Lynn also serves on the Chief Coroner’s committee that reviews all domestic violence homicides in Ontario. The committee’s role is to look at the cases in detail, find any systemic areas where changes might mean that the event could have been avoided, and make recommendations to agencies, correctional systems and police services. One initiative the committee has promoted is an awareness package on domestic violence, to increase understanding of what neighbours, friends or family members can do if someone they know becomes a victim.
"Sometimes there’s nothing that could have been done – it was unexpected, nobody would have been able to avoid it – and in other cases, it’s very sad to see that all along the way, with the right knowledge and the right services, a tragedy might have been prevented,” Lynn says. “It’s not possible to read [a case of domestic violence homicide] and not be affected by it. It does make you anxious about the safety of your own family.
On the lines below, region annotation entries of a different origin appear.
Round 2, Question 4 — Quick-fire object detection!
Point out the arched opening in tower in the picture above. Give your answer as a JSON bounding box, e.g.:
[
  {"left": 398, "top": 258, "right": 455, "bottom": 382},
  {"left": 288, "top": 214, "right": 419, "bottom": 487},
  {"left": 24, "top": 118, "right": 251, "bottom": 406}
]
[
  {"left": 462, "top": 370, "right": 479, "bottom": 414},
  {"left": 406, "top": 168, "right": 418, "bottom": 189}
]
Still, there’s a side of me that finds even tragic stories very, very interesting – to understand how people come to this and how they come out of it, and what might have been done to have changed the outcome."
Much like her work with the Coroner’s committee, Lynn says one of the major goals of CSC’s Research Branch is improving outcomes – changing the lives of offenders, increasing their odds for success on release, and by extension, creating more positive impacts for the people around them.
It’s a goal that she takes to heart, and one that has been well-served by her work with CSC and beyond.
"I see now my life in research as kind of a trajectory,” Lynn says. “The work that I did in the institutions, the work I did in England, the work that I did in parole and in reintegration programs, all of that led me to where I think I can be most productive and have more insight as far as research is concerned. I didn’t aim for this, but I’m so glad that this is where I ended up."